Drico's happy to be an adopted southsider

Brian O'Driscoll after receiving his civic award in Dun Laoghaire last night. Photo: Arthur Carron/ Collins
Brian O'Driscoll after receiving his civic award in Dun Laoghaire last night. Photo: Arthur Carron/ Collins

Shane Hickey

IT'S official -- northsider Brian O'Driscoll is now an adopted southsider.

Dun Laoghaire-Rathdown County Council last night gave the Irish rugby captain its first ever civic honour.

Although he was schooled south of the river in Blackrock College and Willow Park, 'Drico' is from Clontarf -- well past the Liffey divide.

However, Dun Laoghaire-Rathdown pushed aside any concerns about geography and awarded O'Driscoll the honour in recognition of his achievements on the pitch.

"I am at heart a northsider but at the same time I was schooled in Blackrock and live here," he said.

"I love this part of the city. It is where I see my home now. I married a southside girl and I love the area and where I live.

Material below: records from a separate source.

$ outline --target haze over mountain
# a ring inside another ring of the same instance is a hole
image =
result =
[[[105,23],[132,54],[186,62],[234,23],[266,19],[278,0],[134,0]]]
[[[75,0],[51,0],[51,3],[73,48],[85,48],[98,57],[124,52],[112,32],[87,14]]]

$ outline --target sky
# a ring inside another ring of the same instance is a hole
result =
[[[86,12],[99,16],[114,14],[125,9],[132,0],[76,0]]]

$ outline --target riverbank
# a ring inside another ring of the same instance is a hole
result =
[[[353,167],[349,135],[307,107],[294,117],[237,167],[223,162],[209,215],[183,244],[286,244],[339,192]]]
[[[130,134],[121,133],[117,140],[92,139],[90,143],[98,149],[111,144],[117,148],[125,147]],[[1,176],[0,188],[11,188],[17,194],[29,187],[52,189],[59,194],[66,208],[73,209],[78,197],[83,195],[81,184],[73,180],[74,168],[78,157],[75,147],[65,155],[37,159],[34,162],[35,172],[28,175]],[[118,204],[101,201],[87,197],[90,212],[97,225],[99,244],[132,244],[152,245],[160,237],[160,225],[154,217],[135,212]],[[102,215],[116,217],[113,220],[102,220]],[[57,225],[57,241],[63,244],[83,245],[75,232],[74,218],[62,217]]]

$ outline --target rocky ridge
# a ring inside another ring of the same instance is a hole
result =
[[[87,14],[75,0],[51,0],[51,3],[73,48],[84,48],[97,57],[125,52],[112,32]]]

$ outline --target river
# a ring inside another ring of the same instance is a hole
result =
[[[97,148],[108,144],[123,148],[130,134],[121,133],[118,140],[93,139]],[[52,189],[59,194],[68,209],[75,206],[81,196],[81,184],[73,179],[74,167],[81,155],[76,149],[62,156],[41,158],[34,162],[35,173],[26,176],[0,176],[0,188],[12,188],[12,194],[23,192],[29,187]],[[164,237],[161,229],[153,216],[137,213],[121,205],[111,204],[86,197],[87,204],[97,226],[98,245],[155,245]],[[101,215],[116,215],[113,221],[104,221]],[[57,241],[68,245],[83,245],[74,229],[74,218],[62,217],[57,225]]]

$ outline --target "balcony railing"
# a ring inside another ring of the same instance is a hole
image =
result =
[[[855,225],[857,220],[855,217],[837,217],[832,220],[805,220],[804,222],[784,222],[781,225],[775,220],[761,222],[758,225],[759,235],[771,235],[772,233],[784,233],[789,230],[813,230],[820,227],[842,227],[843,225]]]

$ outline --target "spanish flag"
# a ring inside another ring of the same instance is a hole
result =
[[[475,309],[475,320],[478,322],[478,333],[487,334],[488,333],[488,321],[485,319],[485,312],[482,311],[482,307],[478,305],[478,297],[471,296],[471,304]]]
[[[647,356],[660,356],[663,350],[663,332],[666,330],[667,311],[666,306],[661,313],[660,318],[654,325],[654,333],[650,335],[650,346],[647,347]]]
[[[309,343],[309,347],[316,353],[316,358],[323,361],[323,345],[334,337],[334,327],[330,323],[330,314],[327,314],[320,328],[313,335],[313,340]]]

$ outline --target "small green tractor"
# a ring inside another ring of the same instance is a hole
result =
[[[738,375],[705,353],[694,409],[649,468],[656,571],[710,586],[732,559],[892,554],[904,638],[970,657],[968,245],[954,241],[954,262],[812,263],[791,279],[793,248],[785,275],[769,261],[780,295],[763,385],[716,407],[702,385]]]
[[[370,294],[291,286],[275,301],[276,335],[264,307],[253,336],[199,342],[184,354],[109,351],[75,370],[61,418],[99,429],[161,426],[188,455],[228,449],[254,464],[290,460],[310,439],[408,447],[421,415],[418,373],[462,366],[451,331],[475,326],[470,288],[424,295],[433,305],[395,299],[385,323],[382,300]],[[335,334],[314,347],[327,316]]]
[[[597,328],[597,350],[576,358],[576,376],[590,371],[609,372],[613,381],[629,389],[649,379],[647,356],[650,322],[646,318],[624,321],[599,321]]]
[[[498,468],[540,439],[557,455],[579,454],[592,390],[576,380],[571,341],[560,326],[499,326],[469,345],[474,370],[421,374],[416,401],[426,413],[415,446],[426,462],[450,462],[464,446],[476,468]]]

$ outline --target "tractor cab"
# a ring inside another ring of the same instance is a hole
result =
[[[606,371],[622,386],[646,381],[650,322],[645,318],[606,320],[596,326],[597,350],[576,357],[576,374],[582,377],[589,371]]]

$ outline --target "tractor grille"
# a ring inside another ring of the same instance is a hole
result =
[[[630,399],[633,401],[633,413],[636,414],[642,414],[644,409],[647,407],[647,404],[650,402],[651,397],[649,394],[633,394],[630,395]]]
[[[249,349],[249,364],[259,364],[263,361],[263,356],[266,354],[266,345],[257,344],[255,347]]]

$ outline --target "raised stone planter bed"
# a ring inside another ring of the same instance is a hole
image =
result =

"I accept this award as confirmation of my adoption papers going through," he joked.

Cathaoirleach Lettie McCarthy presented O'Driscoll with a certificate encased in a silver tube.

Alongside him were his parents Frank and Geraldine and sister Susan.

The civic honour, which can only be given out once every three years under council rules, was suggested by Ms McCarthy in December and then given the green light by councillors shortly after.

The quintessential southsider, Ross O'Carroll-Kelly, in the guise of his creator Paul Howard, read a special dispatch for the occasion.

A scholarship in Brian's name worth €5,000, and sponsored by the council, was awarded to Andrew Boyle of UCD rugby club.